2. In seeking judicial review of the Board's decision that denied him relief in an alleged age discrimination case, Section 7703(b)(2) of Title 5, United States Code, further provides that plaintiff shall file his lawsuit "under * * * section 15(c) of the Age Discrimination in Employment Act of 1967 (29 U.S.C. 633a(c))".[3] Unlike Title VII of the Civil Rights Act of 1964, as amended, which specifically provides that the only proper defendant in an action brought by a federal employee against his employer for alleged race or sex discrimination is the head of the agency employing the plaintiff,[4]*113 the Age Discrimination In Employment Act (ADEA) does not specify who the proper defendant is in an action brought under that statute.

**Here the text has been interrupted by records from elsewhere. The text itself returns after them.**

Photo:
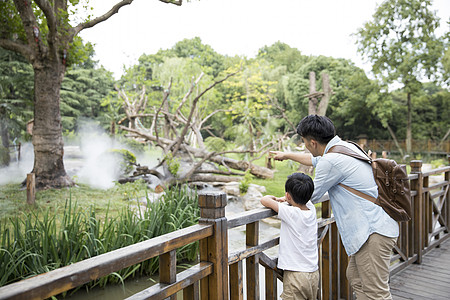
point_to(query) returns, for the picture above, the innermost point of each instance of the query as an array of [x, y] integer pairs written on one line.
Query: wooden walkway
[[429, 280]]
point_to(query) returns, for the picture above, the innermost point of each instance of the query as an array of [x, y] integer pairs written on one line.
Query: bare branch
[[194, 104], [191, 89], [106, 16], [30, 25], [219, 172], [165, 97], [46, 8], [274, 101], [178, 3], [198, 165]]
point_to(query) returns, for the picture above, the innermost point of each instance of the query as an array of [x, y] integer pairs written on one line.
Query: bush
[[42, 241]]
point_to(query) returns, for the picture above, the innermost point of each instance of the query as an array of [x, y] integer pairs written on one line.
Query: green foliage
[[245, 183], [401, 43], [41, 240], [215, 144], [173, 164], [82, 93]]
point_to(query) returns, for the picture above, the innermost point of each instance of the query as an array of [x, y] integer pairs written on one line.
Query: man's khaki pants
[[300, 285], [368, 269]]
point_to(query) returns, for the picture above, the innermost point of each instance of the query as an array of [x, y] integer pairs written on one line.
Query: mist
[[86, 159]]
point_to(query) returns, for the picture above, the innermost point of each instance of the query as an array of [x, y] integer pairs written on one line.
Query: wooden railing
[[221, 276], [421, 146]]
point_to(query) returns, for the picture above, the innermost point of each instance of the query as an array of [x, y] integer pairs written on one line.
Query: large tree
[[41, 32], [401, 44]]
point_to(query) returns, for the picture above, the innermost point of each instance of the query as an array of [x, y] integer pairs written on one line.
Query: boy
[[298, 255]]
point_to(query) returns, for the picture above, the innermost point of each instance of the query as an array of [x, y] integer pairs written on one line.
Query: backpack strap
[[358, 193], [349, 152]]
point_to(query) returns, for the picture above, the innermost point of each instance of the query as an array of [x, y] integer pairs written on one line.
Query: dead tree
[[181, 127], [133, 107]]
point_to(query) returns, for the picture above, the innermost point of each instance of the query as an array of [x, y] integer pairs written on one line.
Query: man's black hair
[[319, 128], [300, 186]]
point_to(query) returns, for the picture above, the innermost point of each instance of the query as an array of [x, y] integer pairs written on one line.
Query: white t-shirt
[[298, 238]]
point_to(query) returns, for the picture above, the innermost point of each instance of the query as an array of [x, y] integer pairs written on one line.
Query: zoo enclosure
[[220, 276]]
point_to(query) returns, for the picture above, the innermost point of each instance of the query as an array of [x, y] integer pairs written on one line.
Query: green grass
[[37, 240]]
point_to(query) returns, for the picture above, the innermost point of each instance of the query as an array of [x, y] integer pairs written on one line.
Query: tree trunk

Nevertheless, this Court concludes that guidance on the resolution of this issue should be derived from Title VII's explicit pronouncement on the identity of the proper defendant in an alleged discrimination case brought under Title VII. "Because Title VII shares with ADEA a common purpose, i.e., elimination of discrimination in the workplace [and] because the statutory schemes are similar * * * both [the Fifth Circuit Court of Appeals] and the Supreme Court have considered cases arising under one statute to have value as precedent for cases arising under the other." Coke v. General Adjustment Bureau, Inc., 640 F.2d 584, 587 (5th Cir. 1981) (en banc). Accord, e.g., Oscar Mayer and Company, et al. v. Evans, 441 U.S. 750, 756-58, 99 S.Ct. 2066, 2071-72, 60 L.Ed.2d 609 (1979); Purtill v. Harris, 658 F.2d 134, 137 (3rd Cir. 1981), certiorari pending; Schulz v. Hickok Manufacturing Company, Inc., 358 F.Supp. 1208, 1212 n.2 (N.D.Ga.1973) (Freeman, J.) ("[b]ecause of the similarities between the Age Discrimination in Employment Act and Title VII of the Civil Rights Act of 1964 * * analogies to Title VII cases are often helpful in age discrimination cases.")

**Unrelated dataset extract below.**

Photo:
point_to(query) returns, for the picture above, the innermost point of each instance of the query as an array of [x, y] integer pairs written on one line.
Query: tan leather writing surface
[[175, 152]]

Under the analogy to Title VII, it is, therefore, also clear that Ms. Goodwin is not a proper party to this lawsuit because she is not the head of the agency that took the personnel action affecting the plaintiff.
3. Furthermore, at least one other court has determined that the proper defendant in an alleged age discrimination case under ADEA is the agency that took the personnel action against the plaintiff or the United States itself. Nelson v. Williams, 25 FEP Cases 1214, 1216 (D.C.D.C. 1981); Carter v. Marshall, 457 F.Supp. 38, 41 (D.C.D.C.1978). In this regard, the court in Marshall concluded that "[l]ogically, the proper defendant would appear to be the plaintiff's employer. Absent an expansive definition of employer as in the Equal Pay Act * * *, [plaintiff's] employer is the [agency for whom the plaintiff works] or the United States." The Marshall court further noted that the naming of agency officials as defendants in an ADEA case presented "serious issues of immunity" as to "the possibility of individual liability of the officials." Carter v. Marshall, supra, 457 F.Supp. at 41.

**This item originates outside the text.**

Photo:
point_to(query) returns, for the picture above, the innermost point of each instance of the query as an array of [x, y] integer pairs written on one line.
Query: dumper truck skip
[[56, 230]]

This Court follows the reasoning of Marshall and Williams[5] in its dismissal of the instant complaint, as it is brought against defendant Goodwin.
4. Finally, under Butz v. Economou, 438 U.S. 478, 98 S.Ct. 2894, 57 L.Ed.2d 895 (1978) and Harlow v. Fitzgerald, ___ U.S. ___, 102 S.Ct. 2727, 73 L.Ed.2d 396 (1982), it is clear that defendant Ellie Goodwin has absolute immunity from a common law tort action brought against her for conduct she undertook within the scope of her official duties with the United States Office of Personnel Management. See also, Bush v. Lucas, 647 F.2d 573 (5th Cir. 1981), cert. granted, ___ U.S. ___, 102 S.Ct. 3481, 73 L.Ed.2d 1365; Evans v. Wright, 582 F.2d 20 (5th Cir. 1978).
5. Granting defendant's motion for dismissal will not result in an outright dismissal of plaintiff's lawsuit because plaintiff has properly named the United States Office of Personnel Management, Southeast Region, as a defendant in this case.
For the foregoing reasons, IT IS HEREBY ORDERED that defendant Goodwin's motion to dismiss the instant complaint, as it is brought against Ellie Goodwin, in either her official capacity as Chief, Work Force Effectiveness and Development Division for the United States Office of Personnel Management, Southeast Region, or in her individual capacity, be granted pursuant *114 to Rule 12(b)(6) of the Federal Rules of Civil Procedure.
NOTES
[1] As noted in the complaint and in the Merit Systems Protection Board Opinion and Order that is attached to the complaint, plaintiff is claiming that his reassignment from OPM's Atlanta Regional Office was predicated on age discrimination. In this regard, defendant Goodwin was plaintiff's division chief at the time of his reassignment.
[2] There is no dispute that plaintiff is seeking review of a final decision issued under Title 5, United States Code, Section 7701.
Instances of judicial review of final Board orders or decisions not arising under Section 7701 would be cases involving prohibited personnel practices set forth in Title 5, United States Code, Section 1206. See also Section 1207(c) of Title 5, United States Code.
[3] Indeed, paragraph number three of the complaint states that this action is brought pursuant to the Age Discrimination in Employment Act of 1967 and Section 7703 of Title 5, United States Code.
[4] Title 42, United States Code, Section 2000e-16(c). E.g., Newbold v. United States Postal Service, 614 F.2d 46, 47 (5th Cir. 1980); Lang v. Schweiker, 26 FEP Cases 1413, 1415 (N.D.Ga. 1981) (Vining, J.); Morton v. Harris, 86 FRD 437, 438-39 (N.D.Ga.1980) (Hall, J.), aff'd., 628 F.2d 438 (5th Cir. 1980), cert. denied, 450 U.S. 1044, 101 S.Ct. 1766, 68 L.Ed.2d 243 (1981); Keeler v. Hills, 408 F.Supp. 386, 387 (N.D.Ga. 1975) (Moye, J.); Jones v. Brennan, 401 F.Supp. 622, 627 (N.D.Ga.1975) (Moye, J.).
[5] It appears that the issue of who is the properly named defendant in an ADEA lawsuit is one of first impression before this Court. Except for these two district court opinions, the Court has been unable to find any other decisions on this issue.